The results of the Nov. 5 election are not likely to result in a “significant shift” of the EEOC’s focus on pregnancy-related issues, in part because the commission’s Democratic majority will remain in place until at least mid-2026, said Christopher DeGroff, a Chicago-based employment attorney at Seyfarth Shaw LLP.
Moreover, Republican appointee Andrea Lucas, the presumptive pick for the new acting chair of the commission, has expressed strong support for the PWFA, he said.
Also, procedural checks and balances would make it difficult for the incoming administration’s appointment of a new EEOC general counsel to result in large-scale changes in litigation priorities any time soon, Mr. DeGroff said.
“I would expect the EEOC to continue its robust pursuit of pregnancy-related investigations and litigation in the foreseeable future even with the change in administration,” he said.
Employers should be mindful of how they handle and respond to PWFA accommodation requests. “That’s going to be critical for companies going forward,” Ms. Busch said.
To address the risk, companies should ensure that individuals responsible for handling accommodation requests are sufficiently trained to recognize such requests and engage in the interactive process. A request subject to the PWFA doesn’t necessarily have to be in writing or in a particular form; it might be verbal, said Joni Mason, New York-based senior vice president of national executive and professional risk solutions claims at USI Insurance Services LLC.
Continued enforcement momentum by the EEOC could prompt underwriters to ask more targeted questions to companies about how they handle PWFA accommodation requests and whether management has received training on how to recognize and address such requests, Ms. Mason said.
EEOC lawsuits alleging violations of the PWFA are most likely to trigger employment practices liability insurance policies, which provide coverage for lawsuits brought by existing and potential employees. Full coverage for settlements will depend on whether a policy has exclusions that may apply to certain PWFA accommodation claims, such as an exclusion for claims regarding failure to provide rest breaks, Ms. Gardner said.
While standard EPLI policies likely will cover defense costs and compensatory damages awarded to pregnant employees, obtaining coverage for the amounts companies pay to comply with a reasonable accommodation required by the PWFA is going to be a tougher fight, she said.
EEOC takes vigorous approach on discrimination statute enforcement
The Equal Employment Opportunity Commission’s recent filing of five lawsuits against companies over alleged violations of the Pregnant Workers Fairness Act demonstrates how aggressive the commission will be in enforcing the law, experts say.
“It’s a very hot topic for the EEOC, so it is something that employers really need to be cognizant of and keep abreast of,” said Joni Mason, New York-based senior vice president of national executive and professional risk solutions claims at USI Insurance Services LLC.

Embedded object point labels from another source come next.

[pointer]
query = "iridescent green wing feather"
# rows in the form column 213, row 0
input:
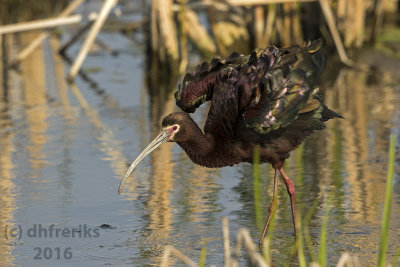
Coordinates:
column 197, row 87
column 285, row 88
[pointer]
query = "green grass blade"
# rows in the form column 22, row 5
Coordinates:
column 203, row 254
column 383, row 244
column 323, row 234
column 257, row 189
column 299, row 241
column 396, row 256
column 306, row 230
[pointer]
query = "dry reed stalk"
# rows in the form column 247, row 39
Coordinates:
column 40, row 24
column 183, row 29
column 296, row 30
column 287, row 24
column 269, row 24
column 259, row 26
column 165, row 29
column 38, row 40
column 334, row 32
column 198, row 34
column 263, row 2
column 359, row 22
column 378, row 19
column 105, row 10
column 229, row 30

The lawsuits, filed in federal courts in Alabama, Indiana, Kentucky, Maryland and Oklahoma, accuse the companies of violating the PWFA, the Americans with Disabilities Act of 1990 and Title VII of the Civil Rights Act of 1964.
The commission asked the courts to enter orders to bar the companies from denying reasonable accommodations to qualified employees and to compel them to provide compensation for affected individuals’ past and future monetary losses resulting from the allegedly unlawful employment practices.
Penalties for violating the PWFA largely mirror those for Title VII violations for employers that are covered under both laws and include compensatory damages, potential punitive damages for certain conduct, injunctive relief and attorneys fees and costs, said Allison B. Gotfried, a New York-based employment attorney at Venable LLP.
Compensatory and punitive damages are capped, depending on the size of the employer, with combined limits of $50,000 for companies with 15 to 100 employees to $300,000 for employers with more than 500 employees.